11 OTT KPK Sepanjang 2025: Menjerat Kepala Daerah hingga Jaksa
Tim Redaksi
JAKARTA, KOMPAS.com –
Komisi Pemberantasan Korupsi (KPK) mencatat 11 Operasi Tangkap Tangan (OTT) sepanjang tahun 2025.
Sepanjang 2025, operasi senyap yang dilakukan KPK didominasi dengan penangkapan terhadap pejabat daerah.
Selain itu, KPK juga menangkap jaksa, wakil menteri, dan direksi di Badan Usaha Milik Negara (BUMN).
Kompas.com merangkum 11 operasi senyap yang dilakukan KPK sepanjang tahun 2025, sebagai berikut:
Pada 15 Maret 2025, KPK melakukan OTT pertama dengan menyeret sejumlah Anggota DPRD dan Kepala Dinas PUPR Ogan Komering Ulu (OKU), Sumatera Selatan.
Dalam operasi senyap ini, penyidik menyita uang tunai Rp2,6 miliar.
Dalam perjalanannya, KPK menetapkan 6 tersangka terkait
kasus suap proyek
di Dinas PUPR dan pemotongan anggaran.
Mereka adalah Ferlan Juliansyah selaku Anggota Komisi III DPRD OKU; M Fahrudin selaku Ketua Komisi III DPRD OKU; Umi Hartati selaku Ketua Komisi II DPRD OKU; Nopriansyah selaku Kepala Dinas PUPR OKU sebagai penerima suap.
Kemudian dari pihak pemberi suap, yaitu M Fauzi alias Pablo selaku swasta, dan Ahmad Sugeng Santoso selaku swasta.
Modus yang digunakan antara lain penetapan komitmen
fee
sebesar 20-22 persen, yang bermula dari pembagian “jatah” Pokok-Pokok Pikiran (Pokir) DPRD, lalu dialihkan ke dalam bentuk proyek fisik.
Berselang tiga bulan, tepatnya 27 Juni 2025, KPK melakukan OTT kedua di Mandailing Natal, Sumatera Utara.
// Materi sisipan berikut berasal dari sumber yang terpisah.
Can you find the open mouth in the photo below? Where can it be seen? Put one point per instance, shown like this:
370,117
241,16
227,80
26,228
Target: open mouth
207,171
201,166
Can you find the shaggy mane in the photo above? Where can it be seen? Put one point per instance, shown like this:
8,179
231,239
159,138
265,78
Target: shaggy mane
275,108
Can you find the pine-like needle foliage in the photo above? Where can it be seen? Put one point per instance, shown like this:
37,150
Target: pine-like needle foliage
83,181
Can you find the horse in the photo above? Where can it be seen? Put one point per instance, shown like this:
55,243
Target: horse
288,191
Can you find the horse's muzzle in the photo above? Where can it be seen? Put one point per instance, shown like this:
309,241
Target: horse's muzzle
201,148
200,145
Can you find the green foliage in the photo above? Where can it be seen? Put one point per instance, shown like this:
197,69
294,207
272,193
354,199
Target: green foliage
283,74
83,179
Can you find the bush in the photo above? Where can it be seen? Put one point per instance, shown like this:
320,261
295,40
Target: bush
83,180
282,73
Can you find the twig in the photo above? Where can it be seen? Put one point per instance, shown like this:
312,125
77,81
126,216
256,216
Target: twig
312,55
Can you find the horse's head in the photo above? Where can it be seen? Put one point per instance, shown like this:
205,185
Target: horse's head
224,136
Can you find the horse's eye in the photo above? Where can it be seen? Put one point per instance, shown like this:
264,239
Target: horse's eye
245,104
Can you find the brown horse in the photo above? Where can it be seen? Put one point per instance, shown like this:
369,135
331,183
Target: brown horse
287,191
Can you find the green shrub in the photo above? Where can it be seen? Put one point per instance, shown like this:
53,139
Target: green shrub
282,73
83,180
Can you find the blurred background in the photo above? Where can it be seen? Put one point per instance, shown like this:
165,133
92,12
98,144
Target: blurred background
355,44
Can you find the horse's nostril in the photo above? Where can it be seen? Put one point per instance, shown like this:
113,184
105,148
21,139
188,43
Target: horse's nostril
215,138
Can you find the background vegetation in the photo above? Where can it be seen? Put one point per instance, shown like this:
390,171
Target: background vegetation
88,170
Dalam OTT ini, KPK menangkap 6 orang dan menyita uang tunai sebesar Rp231 juta.
Dalam kurun waktu 1 x 24 jam, KPK menetapkan 5 tersangka terkait kasus dugaan korupsi penerimaan hadiah atau janji dalam dua proyek, yaitu pembangunan jalan di Dinas PUPR Sumut dan proyek di Satker PJN Wilayah I Sumut.
Kelima tersangka adalah Kepala Dinas PUPR Provinsi Sumut Topan Obaja Putra Ginting; Kepala UPTD Gn Tua Dinas PUPR Provinsi Sumut Rasuli Efendi Siregar; PPK pada Satker PJN Wilayah I Provinsi Sumut Heliyanto; Direktur Utama PT DNG M Akhirun Efendi Siregar; dan Direktur PT RN M Raihan Dalusmi Pilang.
Dalam kasus ini, terjadi modus pengaturan proyek-proyek dalam proses pengadaan barang dan jasa di
e-catalog
.
Pada 8 Agustus 2025, KPK menangkap Bupati Kolaka Timur Abdul Azis dan kawan-kawan dalam OTT di tiga lokasi, Jakarta, Sulawesi Tenggara, dan Sulawesi Selatan.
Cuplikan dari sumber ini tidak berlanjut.